Is AIF better than a mutual fund?

Individual investors decide whether to invest in AIFs or mutual funds based on their investment objectives and risk tolerance. If you can afford to invest a huge sum, desire higher potential profits along with higher risk and volatility, and don’t want to limit yourself to stocks and bonds, then AIFs would be preferable. 

Nonetheless, low-risk appetite investors might consider investing in different categories of mutual funds. 

What is the difference between mutual funds and alternative funds?

The key distinction between Alternative Investment Funds (AIFs) and Mutual Funds (MFs) lies in their accessibility and investment thresholds. AIFs are reserved for accredited investors and come with higher minimum investment requirements. 

On the other hand, mutual funds are designed to be more accessible to the general public, with lower entry barriers making them available to a broader audience.

What are the alternative investment funds?

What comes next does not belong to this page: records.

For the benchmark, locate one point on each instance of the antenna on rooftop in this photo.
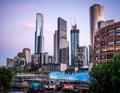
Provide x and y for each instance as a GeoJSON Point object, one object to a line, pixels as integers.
{"type": "Point", "coordinates": [71, 22]}
{"type": "Point", "coordinates": [74, 20]}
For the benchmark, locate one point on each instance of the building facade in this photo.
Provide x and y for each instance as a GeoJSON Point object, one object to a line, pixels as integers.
{"type": "Point", "coordinates": [26, 54]}
{"type": "Point", "coordinates": [61, 43]}
{"type": "Point", "coordinates": [39, 38]}
{"type": "Point", "coordinates": [74, 43]}
{"type": "Point", "coordinates": [55, 47]}
{"type": "Point", "coordinates": [83, 56]}
{"type": "Point", "coordinates": [96, 15]}
{"type": "Point", "coordinates": [107, 42]}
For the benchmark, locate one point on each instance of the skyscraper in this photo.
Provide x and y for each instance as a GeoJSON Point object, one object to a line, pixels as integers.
{"type": "Point", "coordinates": [96, 15]}
{"type": "Point", "coordinates": [55, 48]}
{"type": "Point", "coordinates": [61, 43]}
{"type": "Point", "coordinates": [74, 43]}
{"type": "Point", "coordinates": [26, 54]}
{"type": "Point", "coordinates": [39, 38]}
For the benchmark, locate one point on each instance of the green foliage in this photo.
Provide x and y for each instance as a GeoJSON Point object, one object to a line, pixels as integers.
{"type": "Point", "coordinates": [105, 77]}
{"type": "Point", "coordinates": [6, 77]}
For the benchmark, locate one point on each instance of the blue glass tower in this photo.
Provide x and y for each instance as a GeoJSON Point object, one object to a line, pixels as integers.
{"type": "Point", "coordinates": [39, 38]}
{"type": "Point", "coordinates": [74, 44]}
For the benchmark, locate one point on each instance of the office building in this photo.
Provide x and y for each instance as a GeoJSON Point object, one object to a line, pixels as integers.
{"type": "Point", "coordinates": [39, 38]}
{"type": "Point", "coordinates": [107, 42]}
{"type": "Point", "coordinates": [63, 44]}
{"type": "Point", "coordinates": [60, 43]}
{"type": "Point", "coordinates": [83, 56]}
{"type": "Point", "coordinates": [74, 44]}
{"type": "Point", "coordinates": [55, 48]}
{"type": "Point", "coordinates": [26, 54]}
{"type": "Point", "coordinates": [96, 15]}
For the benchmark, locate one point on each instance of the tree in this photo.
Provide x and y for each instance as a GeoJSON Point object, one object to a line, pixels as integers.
{"type": "Point", "coordinates": [6, 78]}
{"type": "Point", "coordinates": [105, 77]}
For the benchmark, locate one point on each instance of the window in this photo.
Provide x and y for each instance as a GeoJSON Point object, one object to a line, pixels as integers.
{"type": "Point", "coordinates": [103, 44]}
{"type": "Point", "coordinates": [110, 43]}
{"type": "Point", "coordinates": [117, 28]}
{"type": "Point", "coordinates": [117, 48]}
{"type": "Point", "coordinates": [117, 42]}
{"type": "Point", "coordinates": [110, 49]}
{"type": "Point", "coordinates": [110, 30]}
{"type": "Point", "coordinates": [117, 33]}
{"type": "Point", "coordinates": [109, 56]}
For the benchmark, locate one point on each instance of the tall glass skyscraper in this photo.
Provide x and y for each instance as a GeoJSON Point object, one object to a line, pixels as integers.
{"type": "Point", "coordinates": [96, 15]}
{"type": "Point", "coordinates": [74, 43]}
{"type": "Point", "coordinates": [39, 38]}
{"type": "Point", "coordinates": [62, 45]}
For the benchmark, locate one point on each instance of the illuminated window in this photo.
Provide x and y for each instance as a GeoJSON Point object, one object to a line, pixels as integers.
{"type": "Point", "coordinates": [110, 43]}
{"type": "Point", "coordinates": [117, 48]}
{"type": "Point", "coordinates": [118, 28]}
{"type": "Point", "coordinates": [117, 42]}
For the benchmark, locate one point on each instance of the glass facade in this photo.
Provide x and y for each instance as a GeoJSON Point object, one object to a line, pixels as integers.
{"type": "Point", "coordinates": [62, 43]}
{"type": "Point", "coordinates": [74, 44]}
{"type": "Point", "coordinates": [39, 39]}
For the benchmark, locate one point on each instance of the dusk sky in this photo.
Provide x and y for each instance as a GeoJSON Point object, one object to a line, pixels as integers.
{"type": "Point", "coordinates": [18, 21]}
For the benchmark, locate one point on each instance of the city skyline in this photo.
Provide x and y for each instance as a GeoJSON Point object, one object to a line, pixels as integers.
{"type": "Point", "coordinates": [17, 25]}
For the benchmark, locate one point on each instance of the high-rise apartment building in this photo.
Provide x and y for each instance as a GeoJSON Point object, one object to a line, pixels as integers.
{"type": "Point", "coordinates": [83, 56]}
{"type": "Point", "coordinates": [60, 43]}
{"type": "Point", "coordinates": [96, 15]}
{"type": "Point", "coordinates": [39, 38]}
{"type": "Point", "coordinates": [74, 43]}
{"type": "Point", "coordinates": [26, 54]}
{"type": "Point", "coordinates": [55, 47]}
{"type": "Point", "coordinates": [107, 42]}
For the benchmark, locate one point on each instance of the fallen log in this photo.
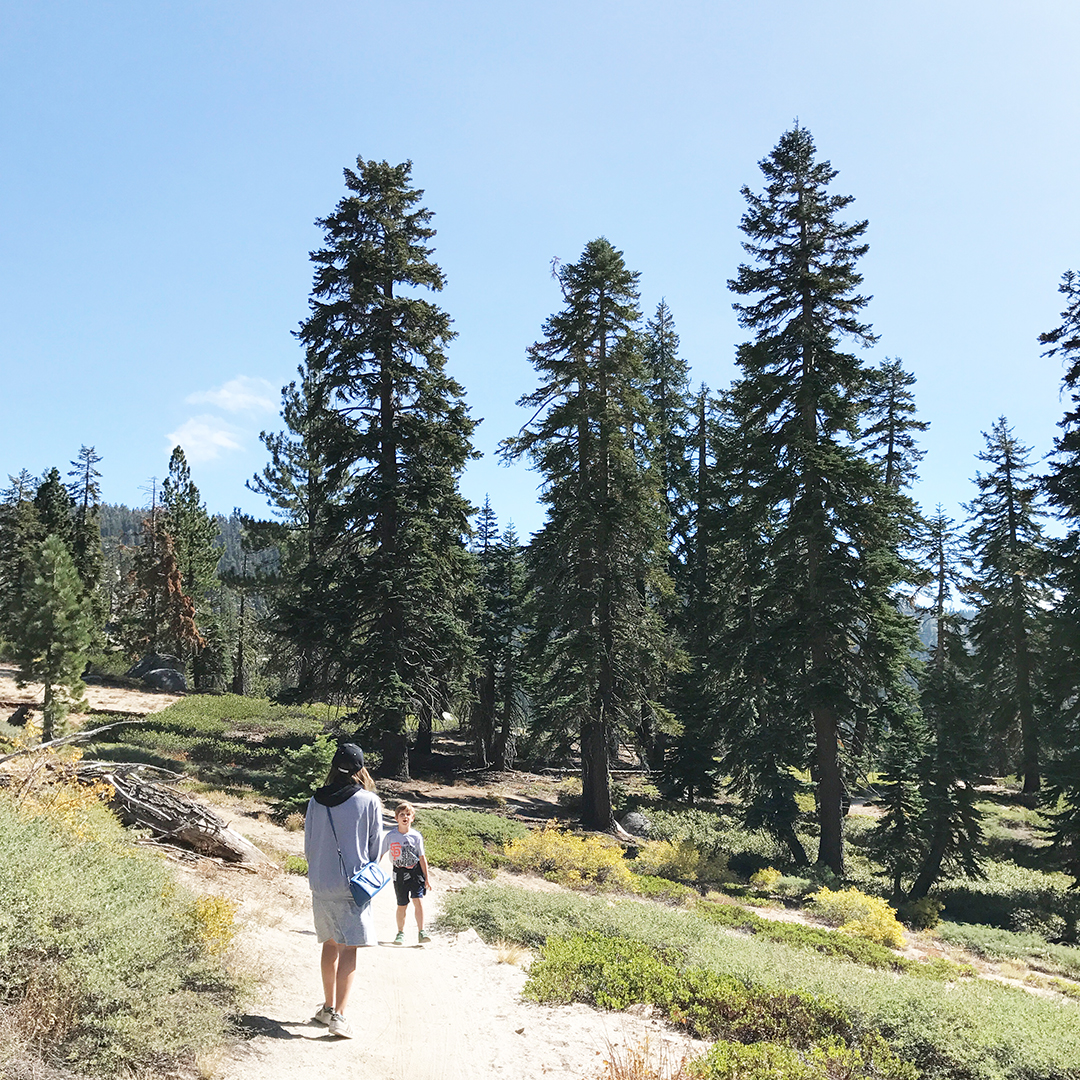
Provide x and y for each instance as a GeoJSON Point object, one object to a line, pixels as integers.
{"type": "Point", "coordinates": [169, 814]}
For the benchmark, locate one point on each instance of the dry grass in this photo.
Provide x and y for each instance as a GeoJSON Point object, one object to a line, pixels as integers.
{"type": "Point", "coordinates": [512, 953]}
{"type": "Point", "coordinates": [643, 1062]}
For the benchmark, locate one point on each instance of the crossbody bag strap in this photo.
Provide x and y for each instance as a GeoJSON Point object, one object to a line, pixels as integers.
{"type": "Point", "coordinates": [337, 844]}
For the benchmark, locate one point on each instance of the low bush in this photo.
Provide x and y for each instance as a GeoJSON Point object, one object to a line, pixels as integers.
{"type": "Point", "coordinates": [995, 944]}
{"type": "Point", "coordinates": [105, 963]}
{"type": "Point", "coordinates": [1017, 899]}
{"type": "Point", "coordinates": [921, 914]}
{"type": "Point", "coordinates": [661, 889]}
{"type": "Point", "coordinates": [859, 915]}
{"type": "Point", "coordinates": [679, 862]}
{"type": "Point", "coordinates": [964, 1029]}
{"type": "Point", "coordinates": [765, 880]}
{"type": "Point", "coordinates": [579, 862]}
{"type": "Point", "coordinates": [467, 840]}
{"type": "Point", "coordinates": [615, 972]}
{"type": "Point", "coordinates": [221, 738]}
{"type": "Point", "coordinates": [826, 942]}
{"type": "Point", "coordinates": [832, 1058]}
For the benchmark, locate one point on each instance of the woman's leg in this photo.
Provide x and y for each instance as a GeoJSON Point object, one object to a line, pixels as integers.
{"type": "Point", "coordinates": [328, 966]}
{"type": "Point", "coordinates": [346, 971]}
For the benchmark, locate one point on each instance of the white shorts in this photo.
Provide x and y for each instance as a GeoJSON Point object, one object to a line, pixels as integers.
{"type": "Point", "coordinates": [342, 921]}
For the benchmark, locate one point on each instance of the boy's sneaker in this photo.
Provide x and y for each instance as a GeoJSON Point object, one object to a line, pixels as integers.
{"type": "Point", "coordinates": [340, 1026]}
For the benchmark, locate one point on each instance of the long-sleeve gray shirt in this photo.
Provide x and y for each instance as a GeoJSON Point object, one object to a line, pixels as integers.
{"type": "Point", "coordinates": [359, 825]}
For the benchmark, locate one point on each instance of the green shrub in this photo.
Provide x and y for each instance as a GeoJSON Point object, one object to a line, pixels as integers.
{"type": "Point", "coordinates": [995, 944]}
{"type": "Point", "coordinates": [662, 889]}
{"type": "Point", "coordinates": [678, 862]}
{"type": "Point", "coordinates": [223, 738]}
{"type": "Point", "coordinates": [765, 880]}
{"type": "Point", "coordinates": [859, 915]}
{"type": "Point", "coordinates": [570, 860]}
{"type": "Point", "coordinates": [613, 972]}
{"type": "Point", "coordinates": [1014, 898]}
{"type": "Point", "coordinates": [966, 1029]}
{"type": "Point", "coordinates": [304, 769]}
{"type": "Point", "coordinates": [871, 1060]}
{"type": "Point", "coordinates": [467, 840]}
{"type": "Point", "coordinates": [106, 961]}
{"type": "Point", "coordinates": [922, 914]}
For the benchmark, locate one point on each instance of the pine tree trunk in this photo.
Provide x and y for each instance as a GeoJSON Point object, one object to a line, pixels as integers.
{"type": "Point", "coordinates": [595, 778]}
{"type": "Point", "coordinates": [931, 867]}
{"type": "Point", "coordinates": [394, 755]}
{"type": "Point", "coordinates": [829, 792]}
{"type": "Point", "coordinates": [1028, 726]}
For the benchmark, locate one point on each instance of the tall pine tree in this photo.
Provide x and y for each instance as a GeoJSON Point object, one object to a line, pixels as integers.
{"type": "Point", "coordinates": [824, 611]}
{"type": "Point", "coordinates": [52, 631]}
{"type": "Point", "coordinates": [376, 350]}
{"type": "Point", "coordinates": [599, 561]}
{"type": "Point", "coordinates": [1063, 491]}
{"type": "Point", "coordinates": [1009, 590]}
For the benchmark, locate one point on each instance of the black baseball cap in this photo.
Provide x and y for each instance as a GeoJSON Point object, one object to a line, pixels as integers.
{"type": "Point", "coordinates": [348, 758]}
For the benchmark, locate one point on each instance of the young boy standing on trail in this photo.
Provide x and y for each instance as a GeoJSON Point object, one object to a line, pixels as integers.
{"type": "Point", "coordinates": [405, 846]}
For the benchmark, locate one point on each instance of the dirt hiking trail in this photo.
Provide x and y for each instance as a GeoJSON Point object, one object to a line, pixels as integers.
{"type": "Point", "coordinates": [444, 1011]}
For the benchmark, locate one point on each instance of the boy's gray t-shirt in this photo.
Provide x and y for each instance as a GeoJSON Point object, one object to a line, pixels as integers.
{"type": "Point", "coordinates": [406, 849]}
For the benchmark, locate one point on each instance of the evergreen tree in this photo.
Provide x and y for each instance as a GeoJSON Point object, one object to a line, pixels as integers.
{"type": "Point", "coordinates": [86, 530]}
{"type": "Point", "coordinates": [18, 526]}
{"type": "Point", "coordinates": [192, 530]}
{"type": "Point", "coordinates": [824, 611]}
{"type": "Point", "coordinates": [669, 393]}
{"type": "Point", "coordinates": [159, 616]}
{"type": "Point", "coordinates": [52, 631]}
{"type": "Point", "coordinates": [1010, 593]}
{"type": "Point", "coordinates": [54, 509]}
{"type": "Point", "coordinates": [949, 823]}
{"type": "Point", "coordinates": [599, 562]}
{"type": "Point", "coordinates": [499, 699]}
{"type": "Point", "coordinates": [376, 349]}
{"type": "Point", "coordinates": [307, 482]}
{"type": "Point", "coordinates": [889, 422]}
{"type": "Point", "coordinates": [1062, 795]}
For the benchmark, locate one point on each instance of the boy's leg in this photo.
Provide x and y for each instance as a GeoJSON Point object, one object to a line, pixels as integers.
{"type": "Point", "coordinates": [328, 966]}
{"type": "Point", "coordinates": [346, 971]}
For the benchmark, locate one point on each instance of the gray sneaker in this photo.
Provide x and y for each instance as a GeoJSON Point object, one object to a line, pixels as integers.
{"type": "Point", "coordinates": [340, 1026]}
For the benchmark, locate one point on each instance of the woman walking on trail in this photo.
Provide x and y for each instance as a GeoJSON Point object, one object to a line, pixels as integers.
{"type": "Point", "coordinates": [342, 831]}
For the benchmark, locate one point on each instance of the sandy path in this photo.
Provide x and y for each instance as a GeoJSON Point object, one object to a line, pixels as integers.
{"type": "Point", "coordinates": [445, 1011]}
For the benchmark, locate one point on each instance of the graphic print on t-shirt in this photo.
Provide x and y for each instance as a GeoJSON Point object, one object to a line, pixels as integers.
{"type": "Point", "coordinates": [404, 850]}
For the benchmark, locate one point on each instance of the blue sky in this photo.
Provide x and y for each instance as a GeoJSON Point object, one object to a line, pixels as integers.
{"type": "Point", "coordinates": [163, 164]}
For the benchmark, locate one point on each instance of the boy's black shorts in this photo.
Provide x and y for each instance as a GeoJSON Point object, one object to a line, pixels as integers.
{"type": "Point", "coordinates": [408, 882]}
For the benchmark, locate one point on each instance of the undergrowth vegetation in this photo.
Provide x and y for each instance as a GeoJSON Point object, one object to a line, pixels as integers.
{"type": "Point", "coordinates": [105, 964]}
{"type": "Point", "coordinates": [962, 1029]}
{"type": "Point", "coordinates": [467, 840]}
{"type": "Point", "coordinates": [223, 739]}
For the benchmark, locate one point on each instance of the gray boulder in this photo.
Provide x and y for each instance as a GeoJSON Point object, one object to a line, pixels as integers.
{"type": "Point", "coordinates": [166, 678]}
{"type": "Point", "coordinates": [635, 823]}
{"type": "Point", "coordinates": [154, 661]}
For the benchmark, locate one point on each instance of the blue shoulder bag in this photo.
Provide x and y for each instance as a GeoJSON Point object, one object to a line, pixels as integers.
{"type": "Point", "coordinates": [367, 880]}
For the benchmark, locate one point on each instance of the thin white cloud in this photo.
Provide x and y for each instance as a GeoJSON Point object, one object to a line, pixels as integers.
{"type": "Point", "coordinates": [241, 394]}
{"type": "Point", "coordinates": [204, 437]}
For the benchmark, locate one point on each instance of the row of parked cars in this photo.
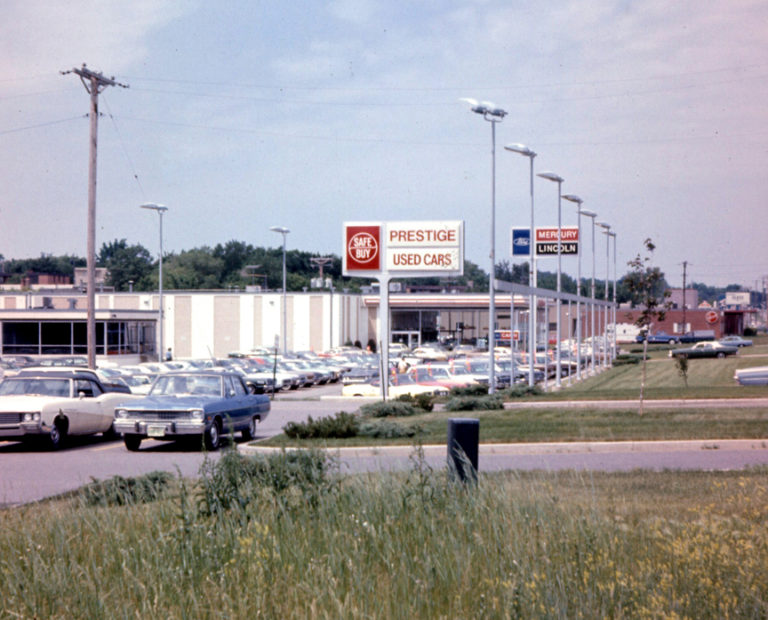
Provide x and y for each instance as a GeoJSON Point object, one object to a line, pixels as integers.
{"type": "Point", "coordinates": [48, 404]}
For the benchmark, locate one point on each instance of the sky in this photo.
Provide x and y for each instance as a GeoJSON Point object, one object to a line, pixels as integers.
{"type": "Point", "coordinates": [246, 114]}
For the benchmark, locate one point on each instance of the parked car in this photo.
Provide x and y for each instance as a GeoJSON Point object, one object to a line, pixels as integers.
{"type": "Point", "coordinates": [399, 385]}
{"type": "Point", "coordinates": [54, 405]}
{"type": "Point", "coordinates": [180, 404]}
{"type": "Point", "coordinates": [757, 375]}
{"type": "Point", "coordinates": [658, 338]}
{"type": "Point", "coordinates": [735, 341]}
{"type": "Point", "coordinates": [705, 349]}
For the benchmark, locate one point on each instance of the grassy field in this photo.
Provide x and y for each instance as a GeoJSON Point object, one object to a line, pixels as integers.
{"type": "Point", "coordinates": [415, 545]}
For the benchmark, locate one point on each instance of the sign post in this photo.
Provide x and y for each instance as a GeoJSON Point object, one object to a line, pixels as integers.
{"type": "Point", "coordinates": [386, 250]}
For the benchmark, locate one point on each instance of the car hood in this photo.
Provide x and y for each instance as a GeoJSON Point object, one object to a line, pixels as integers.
{"type": "Point", "coordinates": [153, 403]}
{"type": "Point", "coordinates": [23, 402]}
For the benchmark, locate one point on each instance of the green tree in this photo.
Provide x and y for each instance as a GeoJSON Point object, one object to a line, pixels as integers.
{"type": "Point", "coordinates": [125, 263]}
{"type": "Point", "coordinates": [648, 293]}
{"type": "Point", "coordinates": [193, 269]}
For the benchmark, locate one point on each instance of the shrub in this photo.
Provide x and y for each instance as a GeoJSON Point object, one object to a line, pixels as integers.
{"type": "Point", "coordinates": [234, 481]}
{"type": "Point", "coordinates": [477, 389]}
{"type": "Point", "coordinates": [422, 401]}
{"type": "Point", "coordinates": [341, 425]}
{"type": "Point", "coordinates": [388, 429]}
{"type": "Point", "coordinates": [518, 391]}
{"type": "Point", "coordinates": [475, 403]}
{"type": "Point", "coordinates": [388, 409]}
{"type": "Point", "coordinates": [626, 358]}
{"type": "Point", "coordinates": [119, 491]}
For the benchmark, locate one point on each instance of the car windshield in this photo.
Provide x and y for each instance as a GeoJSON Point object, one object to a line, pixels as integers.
{"type": "Point", "coordinates": [39, 386]}
{"type": "Point", "coordinates": [184, 385]}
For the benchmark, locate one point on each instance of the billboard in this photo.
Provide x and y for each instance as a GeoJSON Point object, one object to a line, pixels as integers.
{"type": "Point", "coordinates": [547, 237]}
{"type": "Point", "coordinates": [521, 242]}
{"type": "Point", "coordinates": [412, 249]}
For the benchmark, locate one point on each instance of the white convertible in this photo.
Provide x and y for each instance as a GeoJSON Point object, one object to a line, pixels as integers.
{"type": "Point", "coordinates": [54, 405]}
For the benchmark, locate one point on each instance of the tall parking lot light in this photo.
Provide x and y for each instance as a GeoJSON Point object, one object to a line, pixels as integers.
{"type": "Point", "coordinates": [160, 210]}
{"type": "Point", "coordinates": [607, 232]}
{"type": "Point", "coordinates": [593, 215]}
{"type": "Point", "coordinates": [578, 201]}
{"type": "Point", "coordinates": [493, 114]}
{"type": "Point", "coordinates": [283, 231]}
{"type": "Point", "coordinates": [551, 176]}
{"type": "Point", "coordinates": [525, 151]}
{"type": "Point", "coordinates": [613, 309]}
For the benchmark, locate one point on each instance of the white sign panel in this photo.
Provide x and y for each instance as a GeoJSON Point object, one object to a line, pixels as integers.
{"type": "Point", "coordinates": [419, 247]}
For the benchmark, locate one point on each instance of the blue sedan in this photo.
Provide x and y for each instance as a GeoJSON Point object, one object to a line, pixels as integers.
{"type": "Point", "coordinates": [180, 404]}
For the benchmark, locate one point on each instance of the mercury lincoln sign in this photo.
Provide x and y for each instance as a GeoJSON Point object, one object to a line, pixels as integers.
{"type": "Point", "coordinates": [406, 249]}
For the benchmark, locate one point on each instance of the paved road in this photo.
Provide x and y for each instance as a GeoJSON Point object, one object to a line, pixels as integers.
{"type": "Point", "coordinates": [28, 475]}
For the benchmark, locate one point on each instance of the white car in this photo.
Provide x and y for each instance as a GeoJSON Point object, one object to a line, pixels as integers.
{"type": "Point", "coordinates": [54, 405]}
{"type": "Point", "coordinates": [399, 386]}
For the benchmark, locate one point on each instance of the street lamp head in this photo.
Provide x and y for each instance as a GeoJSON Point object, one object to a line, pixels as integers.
{"type": "Point", "coordinates": [520, 148]}
{"type": "Point", "coordinates": [573, 198]}
{"type": "Point", "coordinates": [154, 207]}
{"type": "Point", "coordinates": [550, 176]}
{"type": "Point", "coordinates": [486, 108]}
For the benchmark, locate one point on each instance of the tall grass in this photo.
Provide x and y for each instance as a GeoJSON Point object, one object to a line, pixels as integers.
{"type": "Point", "coordinates": [398, 546]}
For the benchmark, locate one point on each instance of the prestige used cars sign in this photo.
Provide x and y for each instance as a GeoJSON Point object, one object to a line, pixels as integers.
{"type": "Point", "coordinates": [415, 249]}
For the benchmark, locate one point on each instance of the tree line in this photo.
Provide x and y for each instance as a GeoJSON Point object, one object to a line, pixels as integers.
{"type": "Point", "coordinates": [235, 265]}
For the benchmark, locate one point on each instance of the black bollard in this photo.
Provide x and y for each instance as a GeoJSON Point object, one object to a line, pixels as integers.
{"type": "Point", "coordinates": [463, 441]}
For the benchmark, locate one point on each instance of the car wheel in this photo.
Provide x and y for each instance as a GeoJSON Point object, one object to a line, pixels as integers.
{"type": "Point", "coordinates": [250, 432]}
{"type": "Point", "coordinates": [132, 442]}
{"type": "Point", "coordinates": [58, 435]}
{"type": "Point", "coordinates": [212, 436]}
{"type": "Point", "coordinates": [110, 434]}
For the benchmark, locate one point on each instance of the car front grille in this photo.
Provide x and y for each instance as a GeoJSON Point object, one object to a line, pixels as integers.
{"type": "Point", "coordinates": [11, 417]}
{"type": "Point", "coordinates": [160, 416]}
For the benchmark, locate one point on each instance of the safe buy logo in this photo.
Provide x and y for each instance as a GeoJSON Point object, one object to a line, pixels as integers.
{"type": "Point", "coordinates": [363, 243]}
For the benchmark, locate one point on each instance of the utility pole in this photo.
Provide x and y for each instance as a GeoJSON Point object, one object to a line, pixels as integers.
{"type": "Point", "coordinates": [320, 262]}
{"type": "Point", "coordinates": [94, 83]}
{"type": "Point", "coordinates": [685, 267]}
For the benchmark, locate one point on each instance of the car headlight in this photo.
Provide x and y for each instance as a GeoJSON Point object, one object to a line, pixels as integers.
{"type": "Point", "coordinates": [197, 415]}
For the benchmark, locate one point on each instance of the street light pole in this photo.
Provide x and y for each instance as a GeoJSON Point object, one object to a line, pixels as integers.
{"type": "Point", "coordinates": [578, 201]}
{"type": "Point", "coordinates": [525, 151]}
{"type": "Point", "coordinates": [160, 210]}
{"type": "Point", "coordinates": [551, 176]}
{"type": "Point", "coordinates": [593, 215]}
{"type": "Point", "coordinates": [607, 232]}
{"type": "Point", "coordinates": [283, 231]}
{"type": "Point", "coordinates": [613, 310]}
{"type": "Point", "coordinates": [493, 114]}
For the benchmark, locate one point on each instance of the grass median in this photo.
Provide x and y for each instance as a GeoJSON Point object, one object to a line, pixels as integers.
{"type": "Point", "coordinates": [411, 545]}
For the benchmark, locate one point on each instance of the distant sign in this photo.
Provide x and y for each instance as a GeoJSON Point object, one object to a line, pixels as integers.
{"type": "Point", "coordinates": [547, 241]}
{"type": "Point", "coordinates": [425, 246]}
{"type": "Point", "coordinates": [521, 242]}
{"type": "Point", "coordinates": [362, 247]}
{"type": "Point", "coordinates": [415, 249]}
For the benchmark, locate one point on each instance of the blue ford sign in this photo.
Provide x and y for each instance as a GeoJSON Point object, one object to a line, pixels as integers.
{"type": "Point", "coordinates": [521, 242]}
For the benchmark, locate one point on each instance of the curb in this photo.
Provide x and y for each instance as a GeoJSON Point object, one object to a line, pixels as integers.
{"type": "Point", "coordinates": [576, 447]}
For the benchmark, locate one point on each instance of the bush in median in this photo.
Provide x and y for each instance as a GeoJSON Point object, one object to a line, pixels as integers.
{"type": "Point", "coordinates": [475, 403]}
{"type": "Point", "coordinates": [388, 409]}
{"type": "Point", "coordinates": [341, 425]}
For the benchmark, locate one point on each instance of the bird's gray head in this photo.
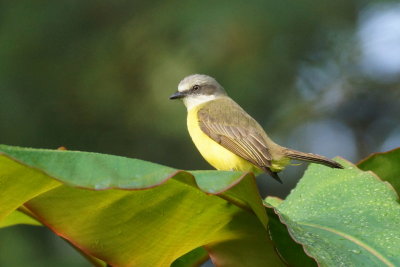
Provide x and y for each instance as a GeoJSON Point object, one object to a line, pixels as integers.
{"type": "Point", "coordinates": [197, 89]}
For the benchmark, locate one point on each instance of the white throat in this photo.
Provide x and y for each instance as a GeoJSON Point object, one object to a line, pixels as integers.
{"type": "Point", "coordinates": [195, 100]}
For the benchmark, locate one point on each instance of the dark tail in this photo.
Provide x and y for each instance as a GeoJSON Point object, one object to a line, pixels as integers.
{"type": "Point", "coordinates": [294, 154]}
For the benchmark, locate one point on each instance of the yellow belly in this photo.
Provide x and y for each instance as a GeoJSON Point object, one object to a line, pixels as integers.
{"type": "Point", "coordinates": [215, 154]}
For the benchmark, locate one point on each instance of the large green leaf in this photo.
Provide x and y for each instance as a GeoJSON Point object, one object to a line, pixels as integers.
{"type": "Point", "coordinates": [386, 165]}
{"type": "Point", "coordinates": [168, 218]}
{"type": "Point", "coordinates": [290, 251]}
{"type": "Point", "coordinates": [343, 217]}
{"type": "Point", "coordinates": [18, 217]}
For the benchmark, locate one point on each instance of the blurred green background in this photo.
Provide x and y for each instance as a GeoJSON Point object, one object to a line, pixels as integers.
{"type": "Point", "coordinates": [320, 76]}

Alternative investment funds are privately pooled investment vehicles which collect funds from investors – whether Indians or foreigners – for investing in accordance with a defined investment policy for the benefit of its inventors. 

AIFs invest in:  

  • Hedge funds 
  • Private Equity 
  • Venture capital 
  • Real estate, etc.

Securities and Exchange Board of India (Alternative Investment Funds) Regulations, 2012 groups AIFs into three major categories: Category I, II and III. 

Is AIF risky?

Yes, alternative investment funds carry more risk compared to mutual funds. AIFs target unique assets like startups, real estate, or private debt. While these offer the potential for high returns, they are not traded, making them potentially volatile and harder to sell quickly (lower liquidity). This means your money might be tied up for longer and experiencing value fluctuations.